Scanning terahertz heterodyne imaging systems using continuous-wave (CW) radiation offer the wide dynamic ranges and high signal-to-noise ratios characteristic of narrow-band high-spectral-resolution systems. As such, they also invite comparison with other terahertz imaging systems that utilize short-pulse time-domain spectroscopy (TDS), which is extremely powerful as a diagnostic technique but typically involves limitations in dynamic range and spectral resolution. One especially notable result of these differences is that in wet tissues, terahertz TDS systems are limited to penetration depths of the order of microns, while terahertz heterodyne systems can reach depths of the order of millimeters. Because the capabilities afforded by the terahertz heterodyne concept are partly complementary to those afforded by the terahertz short-pulse TDS concept, imaging systems based on these concepts could be used as complements to each other to obtain more information than could be obtained by use of either system alone.

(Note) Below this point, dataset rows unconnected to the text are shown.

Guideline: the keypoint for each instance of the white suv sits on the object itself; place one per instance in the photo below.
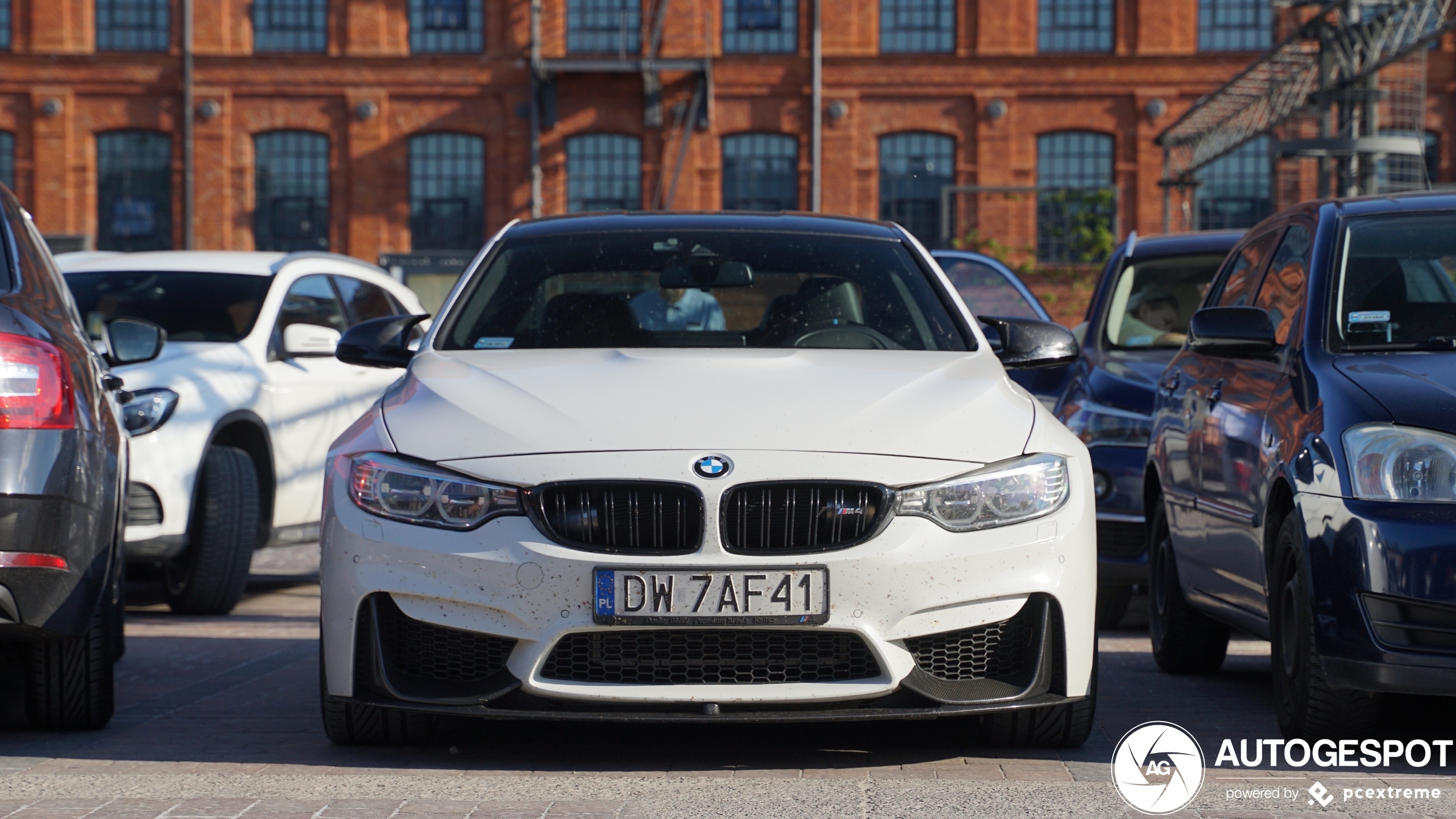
(230, 424)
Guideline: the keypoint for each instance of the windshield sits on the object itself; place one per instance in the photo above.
(702, 288)
(191, 307)
(1395, 284)
(986, 291)
(1155, 300)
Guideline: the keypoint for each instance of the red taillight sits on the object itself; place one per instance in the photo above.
(33, 559)
(36, 392)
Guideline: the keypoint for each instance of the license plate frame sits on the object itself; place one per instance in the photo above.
(606, 612)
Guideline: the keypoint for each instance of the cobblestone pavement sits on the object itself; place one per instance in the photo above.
(219, 718)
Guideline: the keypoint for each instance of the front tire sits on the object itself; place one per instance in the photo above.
(1184, 641)
(1308, 707)
(71, 681)
(212, 574)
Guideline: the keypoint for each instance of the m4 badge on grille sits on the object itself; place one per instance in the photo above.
(713, 597)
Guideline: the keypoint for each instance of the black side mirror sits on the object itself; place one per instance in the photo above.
(133, 341)
(379, 342)
(1231, 332)
(1024, 344)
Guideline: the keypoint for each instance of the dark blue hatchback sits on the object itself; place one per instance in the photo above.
(1302, 472)
(1136, 323)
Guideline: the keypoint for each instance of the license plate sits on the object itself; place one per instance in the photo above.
(713, 597)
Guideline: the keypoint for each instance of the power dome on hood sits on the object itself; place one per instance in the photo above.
(468, 405)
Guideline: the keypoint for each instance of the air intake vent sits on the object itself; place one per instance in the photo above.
(143, 505)
(998, 651)
(803, 517)
(621, 517)
(691, 656)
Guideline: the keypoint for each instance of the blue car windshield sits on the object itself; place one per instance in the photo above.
(1397, 284)
(702, 290)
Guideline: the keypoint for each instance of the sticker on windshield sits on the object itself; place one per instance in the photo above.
(1369, 316)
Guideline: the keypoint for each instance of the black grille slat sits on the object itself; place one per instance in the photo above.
(433, 652)
(996, 651)
(622, 517)
(781, 518)
(143, 505)
(710, 656)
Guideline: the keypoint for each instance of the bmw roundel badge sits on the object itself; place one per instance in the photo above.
(713, 466)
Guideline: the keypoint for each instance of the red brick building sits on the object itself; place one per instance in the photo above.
(388, 126)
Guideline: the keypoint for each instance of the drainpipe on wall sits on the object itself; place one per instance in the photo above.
(188, 162)
(817, 139)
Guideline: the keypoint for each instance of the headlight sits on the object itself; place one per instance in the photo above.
(996, 495)
(417, 493)
(1107, 426)
(1401, 463)
(147, 409)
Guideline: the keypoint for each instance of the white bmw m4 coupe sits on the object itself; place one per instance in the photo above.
(708, 468)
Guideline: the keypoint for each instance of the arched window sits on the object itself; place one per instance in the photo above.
(290, 25)
(133, 191)
(1235, 190)
(603, 174)
(913, 168)
(446, 193)
(292, 187)
(444, 26)
(1077, 203)
(7, 159)
(761, 172)
(133, 25)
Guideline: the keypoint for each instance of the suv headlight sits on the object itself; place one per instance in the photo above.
(1401, 463)
(995, 495)
(418, 493)
(1098, 425)
(147, 409)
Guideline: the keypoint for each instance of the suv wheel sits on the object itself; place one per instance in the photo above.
(212, 574)
(1305, 703)
(71, 684)
(350, 723)
(1184, 641)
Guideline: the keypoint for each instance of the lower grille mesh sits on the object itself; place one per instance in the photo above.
(688, 656)
(433, 652)
(998, 651)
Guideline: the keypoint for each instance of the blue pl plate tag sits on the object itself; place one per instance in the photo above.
(606, 594)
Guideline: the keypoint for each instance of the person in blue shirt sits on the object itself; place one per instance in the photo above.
(678, 309)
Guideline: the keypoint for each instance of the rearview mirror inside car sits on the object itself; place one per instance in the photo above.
(309, 339)
(379, 342)
(133, 341)
(729, 274)
(1023, 344)
(1231, 332)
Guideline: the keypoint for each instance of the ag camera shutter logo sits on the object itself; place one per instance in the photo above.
(1158, 769)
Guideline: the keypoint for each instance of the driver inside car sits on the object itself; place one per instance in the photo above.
(678, 309)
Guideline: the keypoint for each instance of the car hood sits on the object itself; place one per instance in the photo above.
(931, 405)
(1128, 379)
(1414, 387)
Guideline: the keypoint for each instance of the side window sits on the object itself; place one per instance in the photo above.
(1236, 285)
(311, 301)
(363, 300)
(1283, 288)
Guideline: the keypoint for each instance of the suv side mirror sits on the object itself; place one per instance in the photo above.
(1028, 342)
(133, 341)
(309, 339)
(379, 342)
(1231, 332)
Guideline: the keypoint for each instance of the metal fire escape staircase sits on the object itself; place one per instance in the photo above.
(1328, 70)
(650, 64)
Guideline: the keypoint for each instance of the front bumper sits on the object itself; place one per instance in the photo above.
(913, 579)
(1406, 553)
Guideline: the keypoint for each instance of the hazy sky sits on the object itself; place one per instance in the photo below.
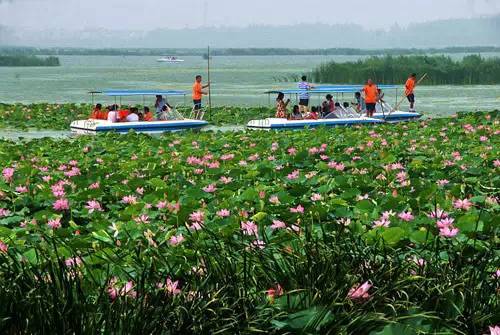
(152, 14)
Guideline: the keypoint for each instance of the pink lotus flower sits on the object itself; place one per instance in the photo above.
(253, 157)
(442, 182)
(249, 228)
(54, 223)
(277, 224)
(274, 200)
(258, 244)
(298, 209)
(316, 197)
(462, 204)
(448, 231)
(93, 205)
(388, 214)
(161, 204)
(95, 186)
(223, 213)
(438, 214)
(4, 212)
(226, 180)
(72, 262)
(176, 240)
(213, 165)
(494, 330)
(195, 226)
(21, 189)
(227, 157)
(406, 216)
(197, 216)
(171, 287)
(61, 205)
(445, 222)
(3, 247)
(294, 175)
(210, 188)
(142, 219)
(360, 292)
(8, 174)
(129, 199)
(381, 223)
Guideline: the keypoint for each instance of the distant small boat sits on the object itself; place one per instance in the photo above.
(170, 59)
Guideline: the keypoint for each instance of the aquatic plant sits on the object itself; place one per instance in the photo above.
(269, 232)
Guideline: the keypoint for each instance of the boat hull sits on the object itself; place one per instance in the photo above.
(281, 124)
(153, 127)
(397, 116)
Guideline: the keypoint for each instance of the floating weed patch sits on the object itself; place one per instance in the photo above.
(368, 230)
(60, 116)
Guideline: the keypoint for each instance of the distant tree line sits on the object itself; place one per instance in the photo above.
(22, 60)
(441, 70)
(241, 51)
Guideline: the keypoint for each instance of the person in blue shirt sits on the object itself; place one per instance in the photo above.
(304, 96)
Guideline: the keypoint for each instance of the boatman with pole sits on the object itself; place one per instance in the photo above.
(197, 96)
(410, 90)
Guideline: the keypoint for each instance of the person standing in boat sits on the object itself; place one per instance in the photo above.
(410, 90)
(371, 97)
(304, 96)
(360, 102)
(198, 94)
(159, 103)
(281, 106)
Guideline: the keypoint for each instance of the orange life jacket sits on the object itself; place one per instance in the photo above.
(122, 115)
(148, 116)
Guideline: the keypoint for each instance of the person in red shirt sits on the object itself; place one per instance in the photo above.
(96, 113)
(410, 90)
(371, 97)
(198, 94)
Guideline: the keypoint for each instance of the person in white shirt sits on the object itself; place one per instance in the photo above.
(133, 116)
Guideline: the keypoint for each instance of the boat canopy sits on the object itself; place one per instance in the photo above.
(331, 89)
(124, 93)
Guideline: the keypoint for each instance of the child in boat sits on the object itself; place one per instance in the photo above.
(296, 114)
(360, 102)
(148, 116)
(281, 106)
(96, 113)
(314, 114)
(133, 115)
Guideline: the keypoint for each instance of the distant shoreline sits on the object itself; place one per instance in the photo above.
(24, 61)
(32, 51)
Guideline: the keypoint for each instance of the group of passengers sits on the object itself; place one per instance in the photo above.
(114, 113)
(366, 101)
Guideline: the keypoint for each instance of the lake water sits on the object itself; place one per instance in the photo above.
(236, 81)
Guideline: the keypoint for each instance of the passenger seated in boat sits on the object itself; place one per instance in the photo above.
(330, 103)
(148, 116)
(313, 115)
(133, 115)
(96, 113)
(360, 102)
(281, 106)
(113, 113)
(296, 114)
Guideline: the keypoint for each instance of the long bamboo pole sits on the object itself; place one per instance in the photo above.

In a basic scanning terahertz heterodyne imaging system, (see Figure 1) two far-infrared lasers generate beams denoted the local-oscillator (LO) and signal that differ in frequency by an amount,denoted the intermediate frequency (IF), chosen to suit the application. The LO beam is sent directly to a mixer as one of two inputs. The signal beam is focused to a spot on or in the specimen. After transmission through or reflection from the specimen, the beams are focused to a spot on a terahertz mixer, which extracts the IF outputs. The specimen is mounted on a translation stage, by means of which the focal spot is scanned across the specimen to build up an image.